Allerdings wurden die negativen Auswirkungen der Entkopplungstendenzen verstärkt durch einen umfassenden Trend zum Regieren im Konsens. Dabei wurden Verantwortlichkeiten verwischt und die politischen Angebote aus der Sicht von Betroffenen erheblich eingeschränkt. Mangelnde Transparenz und die Verlagerung der jeweiligen Einflussnahme ins Informelle führten dazu, dass im etablierten Parteienspektrum nur noch unzureichend Alternativen angeboten wurden - insbesondere für Arme und Armutsbedrohte.
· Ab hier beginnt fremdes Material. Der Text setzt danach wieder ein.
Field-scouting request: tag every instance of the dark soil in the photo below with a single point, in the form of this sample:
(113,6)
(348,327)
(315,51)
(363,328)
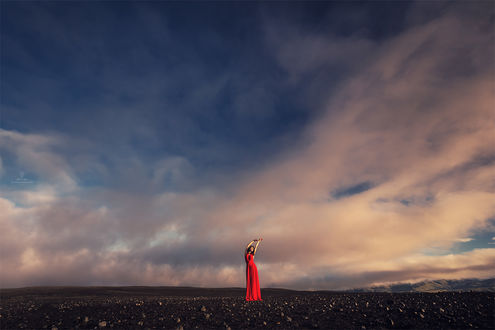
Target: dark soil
(181,307)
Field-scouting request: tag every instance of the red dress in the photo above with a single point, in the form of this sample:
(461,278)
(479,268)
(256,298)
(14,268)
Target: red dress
(252,281)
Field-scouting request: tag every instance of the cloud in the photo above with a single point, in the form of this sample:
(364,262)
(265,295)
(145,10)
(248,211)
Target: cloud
(464,240)
(400,143)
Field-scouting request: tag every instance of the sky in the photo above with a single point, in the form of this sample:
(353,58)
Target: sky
(147,143)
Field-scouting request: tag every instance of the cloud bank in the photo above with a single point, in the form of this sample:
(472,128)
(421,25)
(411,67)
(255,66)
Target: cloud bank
(399,162)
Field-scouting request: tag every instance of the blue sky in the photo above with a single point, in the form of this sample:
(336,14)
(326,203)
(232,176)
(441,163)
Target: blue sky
(166,135)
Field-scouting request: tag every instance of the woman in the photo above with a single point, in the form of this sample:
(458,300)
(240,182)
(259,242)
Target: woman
(252,281)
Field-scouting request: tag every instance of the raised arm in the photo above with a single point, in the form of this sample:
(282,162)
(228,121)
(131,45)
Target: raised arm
(250,243)
(257,243)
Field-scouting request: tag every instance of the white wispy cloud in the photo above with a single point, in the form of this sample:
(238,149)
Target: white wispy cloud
(413,122)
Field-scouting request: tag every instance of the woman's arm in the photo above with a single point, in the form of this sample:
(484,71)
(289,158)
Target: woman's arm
(250,243)
(256,247)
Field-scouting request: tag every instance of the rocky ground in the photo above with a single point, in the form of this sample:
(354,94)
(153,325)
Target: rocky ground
(172,308)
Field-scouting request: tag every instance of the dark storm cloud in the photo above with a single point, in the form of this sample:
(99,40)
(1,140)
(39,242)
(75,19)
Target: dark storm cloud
(165,136)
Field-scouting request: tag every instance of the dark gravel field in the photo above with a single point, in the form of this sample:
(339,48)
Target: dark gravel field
(177,308)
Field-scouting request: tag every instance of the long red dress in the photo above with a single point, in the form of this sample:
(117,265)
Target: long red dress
(252,281)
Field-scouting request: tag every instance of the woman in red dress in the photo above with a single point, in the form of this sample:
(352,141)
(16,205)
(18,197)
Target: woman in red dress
(252,281)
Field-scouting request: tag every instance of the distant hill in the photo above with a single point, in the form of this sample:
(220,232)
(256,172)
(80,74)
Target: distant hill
(434,286)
Damit einher ging eine Fixierung auf gesamtökonomisch abgeleitete Politikziele. Zentrale sozialpolitische Entscheidungen wie die Zusammenlegung von Arbeitslosen- und Sozialhilfe wurden teilweise in außerparlamentarischen Gremien, mit Teilnahme der Gewerkschaften (!), vorbereitet ("Hartz-Kommission") und von allen etablierten Parteien verabschiedet. Dieser Konsenstrend setzte schon während der ersten Amtszeit Schröders ein. Die Reaktion der Wählerschaft bestand zunächst im Aufstieg der Linkspartei und setzte sich nun in Form vermehrter Wahlverweigerung und massiver Verluste für die SPD fort.
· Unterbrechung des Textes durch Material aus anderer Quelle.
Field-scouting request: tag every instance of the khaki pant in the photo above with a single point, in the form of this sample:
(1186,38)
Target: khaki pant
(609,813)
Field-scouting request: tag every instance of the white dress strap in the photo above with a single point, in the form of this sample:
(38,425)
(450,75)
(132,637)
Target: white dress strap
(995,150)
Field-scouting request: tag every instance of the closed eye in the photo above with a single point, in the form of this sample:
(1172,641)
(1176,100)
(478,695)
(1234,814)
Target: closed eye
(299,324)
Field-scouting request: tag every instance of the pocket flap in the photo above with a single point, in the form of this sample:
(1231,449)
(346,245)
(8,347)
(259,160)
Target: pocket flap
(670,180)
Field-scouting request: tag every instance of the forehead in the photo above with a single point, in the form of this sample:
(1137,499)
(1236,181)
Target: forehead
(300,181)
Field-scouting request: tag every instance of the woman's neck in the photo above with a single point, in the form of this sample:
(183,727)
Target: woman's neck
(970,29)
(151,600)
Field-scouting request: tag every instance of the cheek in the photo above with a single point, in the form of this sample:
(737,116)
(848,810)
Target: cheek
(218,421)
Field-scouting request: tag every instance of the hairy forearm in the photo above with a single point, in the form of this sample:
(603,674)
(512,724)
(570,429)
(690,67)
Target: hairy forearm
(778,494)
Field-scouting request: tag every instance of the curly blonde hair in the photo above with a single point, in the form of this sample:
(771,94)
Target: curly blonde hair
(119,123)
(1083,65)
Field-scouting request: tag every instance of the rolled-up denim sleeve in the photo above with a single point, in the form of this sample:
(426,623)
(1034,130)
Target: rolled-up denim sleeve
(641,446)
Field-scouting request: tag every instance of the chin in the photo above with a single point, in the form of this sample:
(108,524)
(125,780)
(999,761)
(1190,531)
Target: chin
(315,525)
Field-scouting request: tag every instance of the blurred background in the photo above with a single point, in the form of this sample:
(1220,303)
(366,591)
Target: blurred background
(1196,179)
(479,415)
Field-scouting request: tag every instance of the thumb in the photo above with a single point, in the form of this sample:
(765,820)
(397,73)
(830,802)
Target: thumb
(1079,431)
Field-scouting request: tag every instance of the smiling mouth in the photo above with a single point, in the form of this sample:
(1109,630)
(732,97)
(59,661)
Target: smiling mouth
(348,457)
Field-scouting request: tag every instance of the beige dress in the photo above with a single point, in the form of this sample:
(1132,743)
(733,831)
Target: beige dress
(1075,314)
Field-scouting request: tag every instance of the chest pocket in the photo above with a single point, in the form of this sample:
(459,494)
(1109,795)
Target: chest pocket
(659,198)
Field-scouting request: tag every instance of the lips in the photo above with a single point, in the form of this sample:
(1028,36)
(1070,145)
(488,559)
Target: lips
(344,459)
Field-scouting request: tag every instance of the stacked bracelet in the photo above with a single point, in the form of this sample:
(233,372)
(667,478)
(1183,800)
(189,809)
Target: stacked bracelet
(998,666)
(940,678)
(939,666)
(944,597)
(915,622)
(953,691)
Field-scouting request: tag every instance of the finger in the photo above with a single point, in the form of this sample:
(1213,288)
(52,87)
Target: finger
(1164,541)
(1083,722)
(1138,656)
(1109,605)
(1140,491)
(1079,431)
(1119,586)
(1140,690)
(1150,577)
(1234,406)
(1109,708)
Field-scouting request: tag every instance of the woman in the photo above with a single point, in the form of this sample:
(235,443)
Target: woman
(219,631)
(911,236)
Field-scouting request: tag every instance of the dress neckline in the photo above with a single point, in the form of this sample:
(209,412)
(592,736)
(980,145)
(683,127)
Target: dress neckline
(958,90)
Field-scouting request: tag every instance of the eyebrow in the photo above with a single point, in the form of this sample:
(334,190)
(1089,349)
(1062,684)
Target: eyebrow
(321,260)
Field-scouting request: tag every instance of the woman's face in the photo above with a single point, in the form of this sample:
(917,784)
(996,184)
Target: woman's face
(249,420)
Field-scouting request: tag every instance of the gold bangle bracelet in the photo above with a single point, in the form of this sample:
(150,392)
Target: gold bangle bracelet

Angezeigt ist folglich ein Mehr an Konflikt im Parteienwettbewerb, also ein klares Gegenüber von Regierung und Opposition und die Abwählbarkeit derjenigen, die Entscheidungen zu verantworten haben.
Die durch das langjährige Regieren im Konsens mitverursachte Vorherrschaft gesamtökonomischer Perspektiven bildete die vorhandenen gesellschaftlichen Problemlagen nur unzureichend ab. Schwarz-Gelb und die damit verbundene Rückkehr von Lagern, die für Verschiedenes einstehen, ist insofern als Chance für die Repräsentation finanziell benachteiligter Gruppen anzusehen. Nur was angemessen repräsentiert wird, kann auch Berücksichtigung in den Köpfen anderer Bürger finden. Die teils populistische Fundamentalopposition der Linken konnte dies nicht leisten, da die Partei keine Regierungsalternative bot und für viele nicht wählbar ist. Ein gemäßigt linkes Lager kann dies sehr wohl.
Aus der erzwungenen Öffnung der SPD und der wahrscheinlichen Anpassung der Linken an die neue Konstellation sollte eine politische Alternative entstehen, die vom schwarz-gelben Lager als programmatische Konkurrenz wahrgenommen wird und diese zwingen, auch ihrerseits auf die Interessen von Armen und Armutsbedrohten einzugehen.